WRAL Investigates

Despite new law, NC prescription database used by 1 in 4 doctors

Posted November 15, 2017 5:57 p.m. EST
Updated March 5, 2018 1:55 p.m. EST

— Some experts call a statewide prescription database the single greatest tool for combating the growing opioid epidemic in North Carolina, but a WRAL investigation found that fewer than one in four doctors use it.

The STOP Act, signed by Gov. Roy Cooper in July, requires doctors, dentists, veterinarians and pharmacists to track prescriptions for controlled substances in schedules II through V, including opioid pain medications, through the state’s Controlled Substances Reporting System database.

The database shows a patient's opioid prescription history.

Improper reporting would carry a civil penalty.

But in North Carolina, despite the law, the tool may not be fully deployed for years.

Dr. Scott Kirby, with the state medical board, called the technology a game-changer.

"I think it’s the single best tool to provide objective evidence about what the patient is receiving from other prescribers or what their risk factors are for the potential for abuse, diversion and overdose," he said.

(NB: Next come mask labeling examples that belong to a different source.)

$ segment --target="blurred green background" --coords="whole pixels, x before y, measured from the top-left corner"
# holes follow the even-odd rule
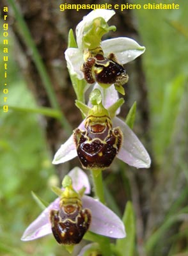
[[[172,168],[170,171],[176,172],[177,180],[183,175],[187,186],[185,148],[187,147],[188,10],[186,1],[176,2],[180,3],[179,10],[140,10],[134,11],[134,15],[137,20],[141,41],[146,48],[143,59],[148,85],[151,144],[158,172],[163,172],[165,179],[171,157],[176,156],[178,168]],[[148,2],[142,1],[142,3]],[[1,38],[2,29],[1,33]],[[13,41],[10,42],[8,105],[23,108],[28,106],[37,108],[16,65]],[[3,52],[2,41],[1,43],[1,52]],[[0,67],[3,65],[1,58]],[[3,68],[0,72],[2,77]],[[1,105],[2,98],[1,88]],[[51,164],[52,156],[48,150],[40,116],[10,108],[8,113],[4,113],[1,106],[0,118],[0,255],[65,255],[51,236],[32,243],[20,240],[26,227],[40,212],[31,191],[35,191],[49,202],[55,198],[51,189],[47,189],[50,188],[55,172]],[[182,188],[184,193],[185,191],[186,193],[185,188]],[[187,222],[184,222],[187,228],[187,209],[186,212]],[[176,208],[172,214],[175,214]],[[168,218],[162,220],[161,225],[168,221]],[[168,256],[185,255],[183,253],[186,248],[182,250],[178,248],[178,241],[181,237],[187,239],[187,229],[185,231],[182,228],[176,237],[171,237],[173,243]],[[155,245],[158,244],[159,239],[157,237],[154,239]]]

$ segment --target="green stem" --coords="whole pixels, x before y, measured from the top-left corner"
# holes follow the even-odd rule
[[[27,24],[25,22],[22,15],[19,12],[15,1],[13,0],[8,0],[8,2],[15,13],[15,17],[18,24],[19,24],[22,35],[24,35],[23,38],[24,38],[27,47],[31,49],[33,61],[36,65],[41,79],[47,91],[51,106],[53,108],[58,110],[59,113],[61,113],[59,120],[62,126],[65,128],[67,133],[69,134],[70,131],[72,130],[72,127],[61,111],[61,108],[57,100],[56,95],[53,89],[50,77],[41,59],[40,55],[37,50]]]
[[[100,202],[105,204],[102,170],[95,170],[91,171],[91,173],[93,176],[95,196],[99,200]],[[112,255],[109,237],[105,236],[101,237],[98,243],[100,244],[100,248],[103,256],[109,256]]]
[[[95,196],[102,204],[105,204],[104,187],[102,184],[102,171],[100,170],[91,171]]]

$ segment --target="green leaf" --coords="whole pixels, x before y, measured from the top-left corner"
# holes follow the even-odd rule
[[[46,201],[42,199],[40,196],[38,196],[35,193],[31,191],[32,196],[33,197],[35,201],[36,202],[38,205],[42,210],[45,210],[47,207],[49,206],[49,203]]]
[[[187,214],[188,206],[181,209],[177,214],[168,218],[165,222],[148,238],[145,244],[145,248],[147,253],[152,252],[152,250],[157,244],[159,244],[159,241],[161,237],[176,222],[182,220],[182,218]]]
[[[75,100],[75,106],[80,109],[80,111],[82,112],[82,113],[84,115],[84,116],[86,116],[90,108],[88,107],[87,105],[84,104],[82,102]]]
[[[127,236],[118,239],[116,249],[121,255],[133,256],[135,247],[135,220],[133,207],[130,202],[127,202],[123,216],[123,222],[125,227]]]
[[[68,48],[77,48],[77,45],[74,35],[73,30],[69,30],[68,36]]]
[[[133,103],[130,109],[129,110],[129,113],[125,119],[125,123],[127,124],[128,126],[129,126],[130,129],[132,129],[134,126],[136,112],[136,102],[135,101]]]
[[[118,99],[118,100],[113,104],[112,106],[111,106],[109,108],[108,108],[107,110],[109,111],[109,115],[111,118],[114,117],[116,116],[116,112],[118,109],[119,108],[121,107],[121,106],[123,105],[124,103],[124,100],[123,98]]]

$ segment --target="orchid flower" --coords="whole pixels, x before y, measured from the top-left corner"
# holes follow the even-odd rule
[[[98,9],[84,17],[76,28],[77,48],[69,47],[65,54],[70,76],[85,78],[90,84],[95,79],[104,88],[114,84],[116,89],[125,94],[122,85],[129,77],[122,65],[143,54],[145,47],[127,37],[102,41],[103,35],[116,29],[107,24],[114,14],[114,10]]]
[[[100,90],[102,92],[102,105],[110,113],[113,127],[119,127],[123,134],[121,145],[117,154],[117,157],[128,164],[137,168],[149,168],[151,160],[144,146],[125,122],[116,116],[120,111],[120,105],[123,101],[122,102],[121,99],[118,98],[118,93],[114,86],[112,86],[107,90],[105,90],[100,88],[96,84],[95,89],[97,90]],[[98,94],[97,94],[96,97],[98,100],[100,101]],[[86,111],[88,111],[91,105],[91,102],[90,100],[88,106],[83,106],[83,108],[86,108]],[[82,108],[81,104],[79,104],[78,106],[80,109]],[[81,110],[84,112],[84,110]],[[85,129],[84,124],[86,120],[86,118],[79,125],[79,129],[83,130]],[[65,163],[77,156],[77,148],[74,141],[74,136],[72,134],[67,141],[61,145],[54,156],[52,161],[53,164],[58,164]]]
[[[68,177],[69,179],[67,178],[67,177]],[[70,179],[71,180],[70,184]],[[69,182],[68,185],[67,180]],[[67,182],[67,185],[65,186],[65,182]],[[55,192],[57,193],[63,193],[63,196],[65,196],[65,193],[66,194],[67,197],[63,197],[62,207],[65,207],[63,204],[65,204],[67,203],[67,201],[68,200],[68,197],[70,197],[70,195],[72,196],[73,195],[74,196],[75,196],[75,198],[77,198],[77,196],[78,196],[79,198],[80,197],[81,200],[81,209],[82,209],[82,214],[83,214],[83,212],[90,212],[87,215],[87,217],[90,216],[90,214],[91,214],[91,217],[90,218],[91,220],[90,219],[90,218],[84,218],[84,224],[87,224],[87,221],[88,221],[88,224],[89,226],[90,231],[113,238],[122,238],[125,237],[125,227],[123,222],[121,221],[119,217],[118,217],[111,210],[110,210],[108,207],[105,206],[98,200],[93,198],[92,197],[88,196],[86,195],[82,195],[81,196],[80,196],[81,193],[79,194],[77,192],[76,192],[82,191],[82,193],[83,188],[84,188],[85,194],[90,193],[91,190],[88,178],[86,173],[81,168],[75,167],[72,169],[68,173],[68,176],[65,176],[62,183],[63,186],[65,187],[65,189],[59,189],[59,191],[58,191],[56,188],[56,191],[55,191]],[[72,189],[72,186],[74,189]],[[78,200],[76,201],[76,204],[78,204],[77,202],[79,202],[79,198]],[[72,204],[73,204],[72,198],[71,198],[70,199]],[[56,235],[57,235],[56,236],[54,236],[56,240],[59,243],[63,244],[63,242],[59,241],[59,237],[58,237],[58,235],[59,234],[58,232],[59,232],[59,230],[61,230],[61,228],[54,228],[54,223],[57,225],[56,221],[57,221],[57,218],[58,217],[60,220],[63,219],[63,222],[66,218],[68,218],[68,220],[70,220],[70,218],[71,218],[71,214],[69,214],[67,217],[67,216],[65,213],[65,212],[61,212],[59,205],[61,205],[61,201],[62,195],[60,195],[60,196],[58,198],[56,198],[54,202],[50,204],[39,215],[39,216],[37,217],[37,218],[29,225],[29,226],[24,232],[23,236],[21,237],[21,240],[27,241],[36,239],[44,236],[51,234],[52,232],[52,228],[54,234],[55,234]],[[68,204],[68,209],[72,209],[71,205]],[[74,208],[73,206],[72,208]],[[53,216],[53,214],[54,214],[54,212],[55,214],[56,214],[57,212],[59,212],[59,216],[56,216],[56,218],[55,218],[55,220],[54,220],[54,221],[51,223],[51,220],[52,219],[52,216]],[[79,212],[79,214],[80,212]],[[77,218],[76,220],[77,220]],[[72,222],[73,221],[72,221]],[[59,223],[58,223],[58,224],[59,225]],[[83,227],[84,227],[84,225],[83,225]],[[59,226],[58,227],[59,228]],[[84,232],[86,231],[86,230],[84,230]],[[59,236],[59,237],[62,239],[63,238],[63,239],[65,239],[66,236],[68,235],[68,234],[67,234],[67,232],[68,232],[68,230],[63,230],[63,229],[61,228],[61,232],[62,232],[62,234],[61,233],[60,235],[61,236]],[[72,236],[73,237],[73,239],[74,235]],[[76,239],[77,239],[77,237],[76,237]],[[71,244],[69,244],[68,245],[69,246]]]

A 2011 WRAL Investigation found 26 percent of prescribers were voluntarily registered, and while the number has steadily increased, it’s currently at 60 percent, fewer than 25 percent of prescribers say they actively use it.

Emergency room Dr. Abhi Mehrotra is one who does, but he says the process, which can take up to 5 minutes per patient, costs him time.

"In order to check the system I have to go to the website, log in, enter specifically the patient’s data, date of birth, zip code and how long I want to check it for, then wait for the system to come back," he said. "Then go and click into the report, print that off and then I have it available."

"When it’s appropriate, I'll choose to use it," he said.

The vast majority of prescribers in North Carolina do not utilize the database, many blaming the time-consuming process.

The Department of Health and Human Services says it wants to finish system upgrades before making it mandatory, but that could take two years.

"One of the major initiatives across our state right now is educating providers on many things, one is safe opioid prescribing and things like CDC guidelines, part of that is also making sure they’re educated on how to use CSRS and knowing that they can use that," said Dr. Susan Kansagra with DHHS.

Experts agree that the technology could prevent so-called doctor shopping and the escalation of addiction in patients like Jacob Ocker.

The Air Force left Ocker with scars on his face, neck and arms. He was prescribed painkillers, but then was left with an addiction he couldn't kick.

"Whatever I could find, I'd take oxycodone. Two or three of them, four times a day," he said.

When his doctor retired, he found another.

Ocker turned to stronger opioids, and when they didn't touch his pain anymore, he began using street drugs.

"I'd want to get off of it and just go to the doctor and take pain medicine is all I wanted to do," he said. "I think there's a lot of people using them because they like the feeling of them, not necessarily using them for what they're intended for."

Experts say improvements to the database will include a more user-friendly interface, a visual list of medications and integrating the database with the state's electronic health records.